Sell and Buy Sporting Goods, Hunting, Fishing, , Outdoor Gear, Hiking, Camping and more!! Sporting Good classifieds
We are one of the fastest growing shopping providers on the internet. Y ou will find sites for Classified ads, Real Estate Listings, job posting Services and Real Time Shopping News. Its purpose is to allow users to find multiple sources of products & services through affiliates, web links and private enterprises. Org Unique Ebooks & Software DAY job KILLER Craigs List Online Domain Registration Real Estate Online Resources List A Home For Sale Health and Medical Online RV Living Paintball News Dating Online Information Center Furniture and Furniture Design Car Search Sell and Tell Shopping Network RSS Feed - Owned By Cutting Edge Enterprises Maintained By Northwest Custom Webs Please Note This site is a online shopping resource directory. W elcome to Sell and Tell Sporting Goods classifieds. We provide great resources for buying and selling products and services.

The Luzhin Defence
Customer Review: Unique I thought this was an odd movie. Luzhin in a champion chess player. He’s at a tournament and he meets Natalia. They are smitten with each other and he proposes marriage. To say they are in love doesn’t seem right. Her mother becomes upset at the idea of them together and says in so many words. Natalia always wants to take care of animals and people since she was a little girl. He’s very strange and no explanation is given. I’m thinking he has Asperger Syndrome. Flashbacks to his childhood shows him as a boy that doesn’t talk much. He doesn’t fit in at school and is told by the headmaster he needs to go someplace more suitable. Let’s just say this doesn’t end well. I bet the novel by Vladimir Nabokov is better than this movie. If this sounds interesting, I suggest to read the book instead.

Sleeping Beauty (Disney)
Disney’s 1959 animated effort was the studio’s most ambitious to date, a widescreen spectacle boasting a gorgeous waltz-filled score adapting Tchaikovsky. In the 14th century, the malevolent Maleficent (not dissimilar to the wicked Queen in Disney’s Snow White and the Seven Dwarfs) taunts a king that his infant Aurora will fatally prick her finger on a spinning wheel before sundown on her 16th birthday. This, of course, would deny her a happily-ever-after with her true love.
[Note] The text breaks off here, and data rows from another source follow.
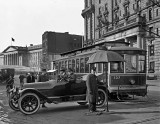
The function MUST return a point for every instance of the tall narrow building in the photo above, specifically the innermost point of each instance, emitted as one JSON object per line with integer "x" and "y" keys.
{"x": 134, "y": 21}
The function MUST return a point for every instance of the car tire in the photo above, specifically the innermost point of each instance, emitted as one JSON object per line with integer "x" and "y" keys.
{"x": 102, "y": 97}
{"x": 29, "y": 103}
{"x": 82, "y": 103}
{"x": 13, "y": 104}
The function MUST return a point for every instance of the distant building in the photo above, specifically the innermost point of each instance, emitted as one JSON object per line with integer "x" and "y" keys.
{"x": 134, "y": 21}
{"x": 54, "y": 43}
{"x": 22, "y": 56}
{"x": 38, "y": 57}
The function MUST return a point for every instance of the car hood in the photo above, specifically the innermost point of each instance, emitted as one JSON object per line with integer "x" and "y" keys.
{"x": 41, "y": 85}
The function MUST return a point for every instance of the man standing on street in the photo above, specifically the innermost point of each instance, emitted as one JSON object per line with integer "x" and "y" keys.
{"x": 92, "y": 90}
{"x": 21, "y": 78}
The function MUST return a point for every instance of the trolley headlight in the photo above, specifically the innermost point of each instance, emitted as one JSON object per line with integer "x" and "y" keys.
{"x": 132, "y": 81}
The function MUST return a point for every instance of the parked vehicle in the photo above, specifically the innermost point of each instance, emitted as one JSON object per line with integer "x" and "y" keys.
{"x": 29, "y": 99}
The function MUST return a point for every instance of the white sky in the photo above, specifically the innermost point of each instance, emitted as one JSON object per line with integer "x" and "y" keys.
{"x": 27, "y": 20}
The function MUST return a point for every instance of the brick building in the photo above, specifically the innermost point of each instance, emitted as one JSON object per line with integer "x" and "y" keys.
{"x": 25, "y": 57}
{"x": 54, "y": 43}
{"x": 134, "y": 21}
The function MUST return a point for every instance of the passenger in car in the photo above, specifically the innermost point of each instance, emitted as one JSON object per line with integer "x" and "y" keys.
{"x": 43, "y": 77}
{"x": 62, "y": 75}
{"x": 71, "y": 79}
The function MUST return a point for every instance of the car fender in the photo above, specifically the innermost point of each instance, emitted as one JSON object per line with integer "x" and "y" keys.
{"x": 32, "y": 90}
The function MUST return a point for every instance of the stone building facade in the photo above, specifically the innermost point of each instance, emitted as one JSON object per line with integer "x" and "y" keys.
{"x": 134, "y": 21}
{"x": 54, "y": 43}
{"x": 17, "y": 56}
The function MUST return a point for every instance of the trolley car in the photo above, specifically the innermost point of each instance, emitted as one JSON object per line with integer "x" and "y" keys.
{"x": 128, "y": 77}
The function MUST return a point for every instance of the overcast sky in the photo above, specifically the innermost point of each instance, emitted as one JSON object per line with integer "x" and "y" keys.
{"x": 27, "y": 20}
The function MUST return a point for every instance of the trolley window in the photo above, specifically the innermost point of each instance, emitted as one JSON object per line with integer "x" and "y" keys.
{"x": 117, "y": 67}
{"x": 69, "y": 64}
{"x": 82, "y": 65}
{"x": 65, "y": 64}
{"x": 131, "y": 63}
{"x": 59, "y": 65}
{"x": 86, "y": 65}
{"x": 99, "y": 67}
{"x": 73, "y": 65}
{"x": 141, "y": 64}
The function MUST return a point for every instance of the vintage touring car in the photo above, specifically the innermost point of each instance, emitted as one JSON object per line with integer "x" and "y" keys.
{"x": 29, "y": 99}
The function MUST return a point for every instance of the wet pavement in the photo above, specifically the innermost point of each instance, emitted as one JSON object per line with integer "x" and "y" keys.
{"x": 142, "y": 110}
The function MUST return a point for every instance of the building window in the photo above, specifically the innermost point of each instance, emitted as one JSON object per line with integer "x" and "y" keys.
{"x": 151, "y": 50}
{"x": 157, "y": 31}
{"x": 151, "y": 67}
{"x": 82, "y": 65}
{"x": 150, "y": 31}
{"x": 100, "y": 11}
{"x": 106, "y": 6}
{"x": 157, "y": 12}
{"x": 150, "y": 14}
{"x": 86, "y": 65}
{"x": 77, "y": 65}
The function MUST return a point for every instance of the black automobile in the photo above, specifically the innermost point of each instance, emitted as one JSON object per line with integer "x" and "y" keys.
{"x": 29, "y": 99}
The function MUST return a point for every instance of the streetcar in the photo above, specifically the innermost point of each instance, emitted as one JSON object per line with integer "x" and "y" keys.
{"x": 5, "y": 73}
{"x": 123, "y": 78}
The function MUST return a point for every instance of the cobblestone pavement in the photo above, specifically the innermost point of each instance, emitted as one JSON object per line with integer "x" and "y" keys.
{"x": 138, "y": 111}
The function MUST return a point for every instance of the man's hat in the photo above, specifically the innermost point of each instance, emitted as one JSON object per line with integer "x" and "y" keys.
{"x": 94, "y": 68}
{"x": 62, "y": 69}
{"x": 70, "y": 69}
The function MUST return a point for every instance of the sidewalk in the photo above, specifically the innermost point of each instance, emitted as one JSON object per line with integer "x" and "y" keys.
{"x": 153, "y": 82}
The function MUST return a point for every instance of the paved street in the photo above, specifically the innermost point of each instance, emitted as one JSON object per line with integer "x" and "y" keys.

Things almost but not quite turn out that way, thanks to the assistance of some bubbly, bumbling fairies named Flora, Fauna, and Merryweather. It’s not really all that much about the title character–how interesting can someone in the middle of a long nap be, anyway? Instead, those fairies carry the day, as well as, of course, good Prince Phillip, whose battle with the malevolent Maleficent in the guise of a dragon has been co-opted by any number of animated films since. See it in its original glory here. And Malificent’s castle, filled with warthogs and demonic imps in a macabre dance celebrating their evil ways, manages a certain creepy grandeur. –David Kronke Customer Review: GREAT GREAT FLICK FOR THE LITTLE PRINCESS IN YOUR LIFE, A CLASSIC, IT WILL NEVER LOSE IT’S VALUE OR POPULARITY

Leave a Reply

You must be logged in to post a comment.